LA POSITION EN ARRIERE

Tout débutant a la tendance de skier en arrière. Nous essayons de les corriger dès le début, ce qui ne marche assez bien avec les adultes. Pourtant, avec les enfants cela prend souvent beaucoup de temps et, à mon avis jusqu’à un certain âge et/ou un certain niveau de ski, cela ne sert à rien. Je vais expliquer pourquoi j’en suis arrivé là.

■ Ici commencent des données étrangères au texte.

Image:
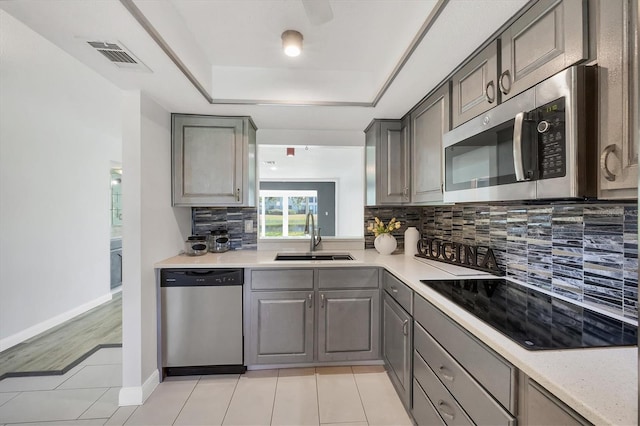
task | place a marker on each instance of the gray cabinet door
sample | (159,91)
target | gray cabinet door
(348,325)
(617,45)
(396,346)
(428,123)
(539,407)
(475,88)
(281,327)
(386,156)
(548,38)
(212,160)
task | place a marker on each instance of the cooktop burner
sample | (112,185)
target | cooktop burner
(533,319)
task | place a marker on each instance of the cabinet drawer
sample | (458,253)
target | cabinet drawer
(423,411)
(480,406)
(399,291)
(348,278)
(442,400)
(494,373)
(282,279)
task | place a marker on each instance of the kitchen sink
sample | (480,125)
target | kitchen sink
(313,256)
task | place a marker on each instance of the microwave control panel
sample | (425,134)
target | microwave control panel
(552,156)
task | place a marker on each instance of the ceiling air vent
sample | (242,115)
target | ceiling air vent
(118,55)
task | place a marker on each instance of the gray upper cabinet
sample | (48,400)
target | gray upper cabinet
(475,88)
(617,46)
(539,407)
(548,38)
(213,160)
(387,163)
(348,325)
(429,121)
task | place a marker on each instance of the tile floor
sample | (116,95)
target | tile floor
(88,395)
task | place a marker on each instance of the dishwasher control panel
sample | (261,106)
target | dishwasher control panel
(201,277)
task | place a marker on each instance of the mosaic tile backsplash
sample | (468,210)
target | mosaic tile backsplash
(587,252)
(206,219)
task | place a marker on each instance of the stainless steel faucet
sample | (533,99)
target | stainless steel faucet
(315,238)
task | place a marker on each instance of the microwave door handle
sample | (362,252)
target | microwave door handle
(517,147)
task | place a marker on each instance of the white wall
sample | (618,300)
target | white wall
(60,129)
(153,231)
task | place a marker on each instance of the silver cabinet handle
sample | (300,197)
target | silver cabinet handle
(443,372)
(517,147)
(490,98)
(604,162)
(505,88)
(441,406)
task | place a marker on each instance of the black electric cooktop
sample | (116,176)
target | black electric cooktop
(535,320)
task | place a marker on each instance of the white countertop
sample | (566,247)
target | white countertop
(601,383)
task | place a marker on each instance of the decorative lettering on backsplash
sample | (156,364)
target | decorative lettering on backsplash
(479,258)
(587,252)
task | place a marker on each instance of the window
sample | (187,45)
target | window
(283,212)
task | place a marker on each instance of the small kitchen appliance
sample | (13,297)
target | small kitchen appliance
(196,245)
(540,144)
(219,241)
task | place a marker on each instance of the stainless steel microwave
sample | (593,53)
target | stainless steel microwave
(539,144)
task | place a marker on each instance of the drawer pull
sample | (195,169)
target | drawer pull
(443,372)
(490,97)
(441,406)
(505,88)
(604,162)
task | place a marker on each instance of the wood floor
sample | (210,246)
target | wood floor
(59,349)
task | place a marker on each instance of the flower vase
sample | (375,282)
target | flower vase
(385,243)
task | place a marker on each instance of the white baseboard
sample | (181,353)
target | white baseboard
(137,395)
(32,331)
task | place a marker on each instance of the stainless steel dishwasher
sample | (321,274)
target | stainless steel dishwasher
(201,321)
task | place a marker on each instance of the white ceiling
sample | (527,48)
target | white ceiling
(233,49)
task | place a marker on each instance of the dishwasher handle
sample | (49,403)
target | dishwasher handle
(201,277)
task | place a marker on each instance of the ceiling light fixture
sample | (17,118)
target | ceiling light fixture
(291,42)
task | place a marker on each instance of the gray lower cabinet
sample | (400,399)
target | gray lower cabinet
(397,337)
(213,160)
(539,407)
(464,381)
(423,411)
(304,315)
(348,325)
(282,327)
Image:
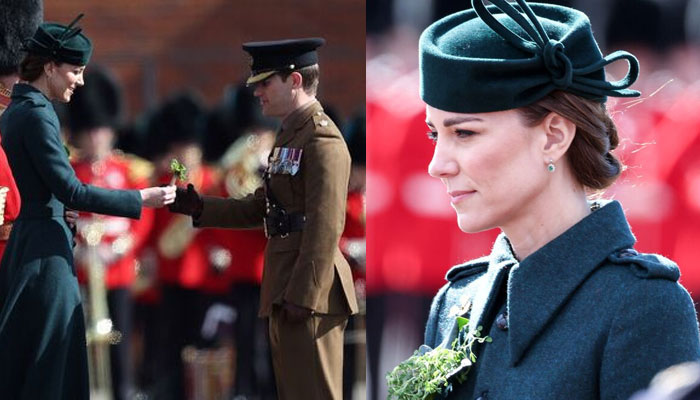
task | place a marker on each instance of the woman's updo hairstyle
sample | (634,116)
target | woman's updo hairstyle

Pendant des années je pensais que cela était dû aux chaussures de ski qui étaient trop rigides par rapport à la force des enfants, mais j’avais vu des chaussures tout à fait adaptés aux enfants. Un  facteur important pour le débutant est la peur, chez l’adulte comme chez l’enfant, qui fait à ce qu’on se mette plutôt en arrière pour ne pas tomber sur son visage. Tomber sur ses fesses est bien moins douloureux. Je me suis aussi rendu compte que les enfants se relevaient  le plus facilement d’ une position assise en chasse neige que latéralement, les skis parallèles. S’ils se relevaient de cette position c’était parce qu’ils étaient tombé en cette position, cela semble d’une évidence irréprochable ! Les enfants skient leur derrière tout près du sol et ne risquent ainsi rien s’ils tombent sur leurs fesses. Ils se laissent même tomber volontairement et freinent avec  leurs skis en chasse neige tout en aient leurs derrière dans la neige. Eh hop… ré-debout sur leurs skis ! Il est incroyable avec  quelle aisance ils se remettent debout, les jambes toutes raides ! Nous, on n’y arriverait pas.

Est-ce que vraiment nous n’y arriverions pas ? Il suffit de l’essayer pour se rendre compte que cela  est possible mais tout autre qu’agréable. Il doit y avoir une raison physique, comme celle qui explique pourquoi les animaux exposés aux grands froids sont plus gros que leurs cousins des zones tempérées.

Prenons les proportions d’un enfant et d’un adulte :

En position arrière nous créons un couple sur les chaussures de ski. Avec un angle supposé de 30° nous aurions avec un adulte un bras de levier de env.  45cm (a) au centre de gravité et de 30 cm pour un enfant (b) de 120 cm (et 22 kg, env. 6 ans). Cela nous donne un couple (une force) de 36kgm pour un adulte d’environ 80kg de poids et pour notre garçon environ 6,6 kgm. Le garçon en ce cas fournit 5,5 fois moins d’effort pour maintenir la même position. Certes, il est plus petit et moins fort, mais il pèse env. 3,7 fois moins pour 5,5 fois moins d’effort. La force des muscles etant proportionnelle au poids, et toutes proportions gardées, il fournit une fois et demie moins d'effort que notre adulte. Il faut noter en ce contexte que, plus une personne est en surpoids, plus ce rapport se décale à son désanvantage!

Nous pouvons ainsi dire qu’un enfant fournit seulement deux tiers de la force pour se maintenir dans une position arrière par rapport à un adulte. Essayez de soulever un poids que vous trouvez aisé. Maintenant augmentez le poids de 50%, vous verrez que la différence est énorme.

Pour un enfant il est vraiment aisé de skier en arrière. Lui fournir des arguments rationnels ne vont pas  le convaincre facilement si son expérience lui enseigne différemment. En plus il se trouve en une position avantageuse pour se laisser tomber et se relever est très facile. Notre argument de prof de ski, qu’en position arrière on ne puisse pas bien skier, est partiellement faut, il suffit de regarder les enfants. Ils sont parfois même extrêmement agiles. C’est seulement notre « manque de force » (et quelques avantages indéniables) qui nous fait prendre une position avant. En grandissant, les lois physiques travaillent pour « nous » (les enseignants) et avec un niveau de ski supérieur, les avantages de la position »avant » pourront être pleinement exploités.

Voilà mon conseil : Parlez aux enfants de la position en avant mais ne vous vous entêtez pas dans cette histoire seulement parce que vous avez appris à enseigner comme ça. Il y d’autres choses qui seront plus facilement assimilées par les enfants et qui les font progresser même mieux ! La position en avant viendra en grandissant. Chaque chose à son temps.